De procedurele rechtsgrondslag voor het voorgestelde besluit is daarom artikel 218, lid 9, VWEU.

4.2.Materiële rechtsgrondslag

3.

4.2.1.Beginselen


De materiële rechtsgrondslag voor een overeenkomstig artikel 218, lid 9, VWEU te nemen besluit wordt in de eerste plaats bepaald door de doelstelling en de inhoud van de beoogde handeling ten aanzien waarvan namens de Unie een standpunt moet worden ingenomen. Wanneer de beoogde handeling een tweeledige doelstelling heeft of bestaat uit twee componenten waarvan er een kan worden gezien als hoofddoelstelling of overwegende component terwijl de andere doelstelling of andere component slechts ondergeschikt is, moet het overeenkomstig artikel 218, lid 9, VWEU te nemen besluit op één materiële rechtsgrondslag worden gebaseerd, namelijk die welke vereist is gelet op de hoofddoelstelling of de overwegende component.

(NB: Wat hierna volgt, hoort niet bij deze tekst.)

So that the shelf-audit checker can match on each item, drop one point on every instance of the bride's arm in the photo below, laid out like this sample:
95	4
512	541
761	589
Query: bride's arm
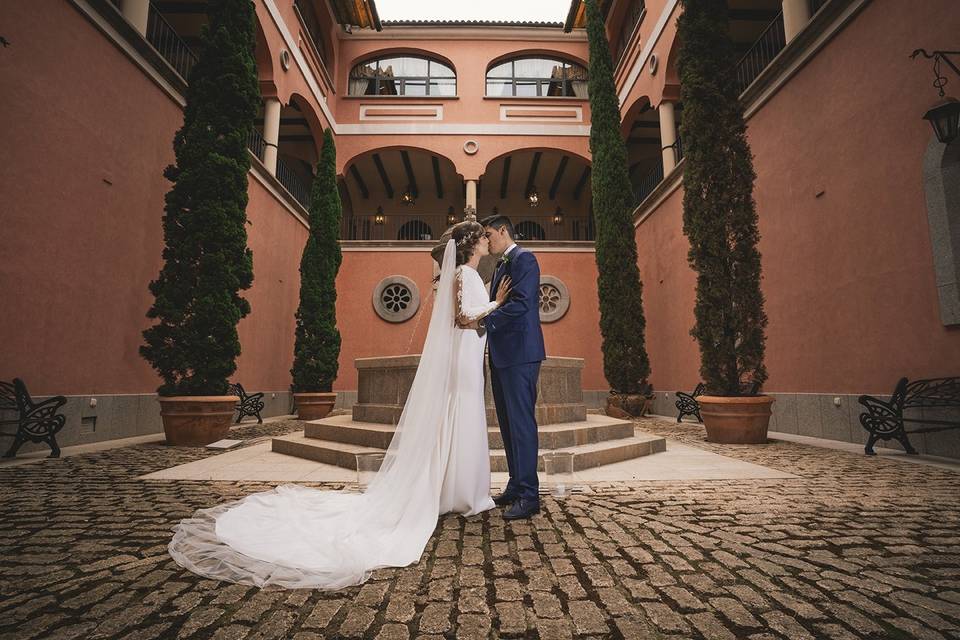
471	302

Wanneer een beoogde handeling tegelijkertijd meerdere onlosmakelijk met elkaar verbonden doelstellingen of componenten heeft, zonder dat de ene ondergeschikt is aan de andere, moet een overeenkomstig artikel 218, lid 9, VWEU vast te stellen besluit bij wijze van uitzondering de verschillende desbetreffende rechtsgrondslagen als materiële rechtsgrondslag hebben.

4.

4.2.2.Toepassing op het onderhavige geval


De beoogde handelingen hebben doelstellingen en componenten op het gebied van “milieu” en “handel”. Deze elementen van de beoogde handelingen zijn onlosmakelijk met elkaar verbonden, zonder dat het ene ondergeschikt is aan het andere.

Het voorgestelde besluit heeft derhalve de volgende artikelen als materiële rechtsgrondslag: Artikel 192, lid 1, artikel 207, lid 3, en artikel 207, lid 4, eerste alinea, VWEU.

4.3.Conclusie

De rechtsgrondslag voor het voorgestelde besluit is artikel 192, lid 1, artikel 207, lid 3, en artikel 207, lid 4, eerste alinea, in samenhang met artikel 218, lid 9, VWEU.

5. Bekendmaking van de beoogde handeling

Aangezien de handeling van de Conferentie van de partijen het Verdrag van Rotterdam zal wijzigen, moet deze na de vaststelling ervan bekend worden gemaakt in het Publicatieblad van de Europese Unie.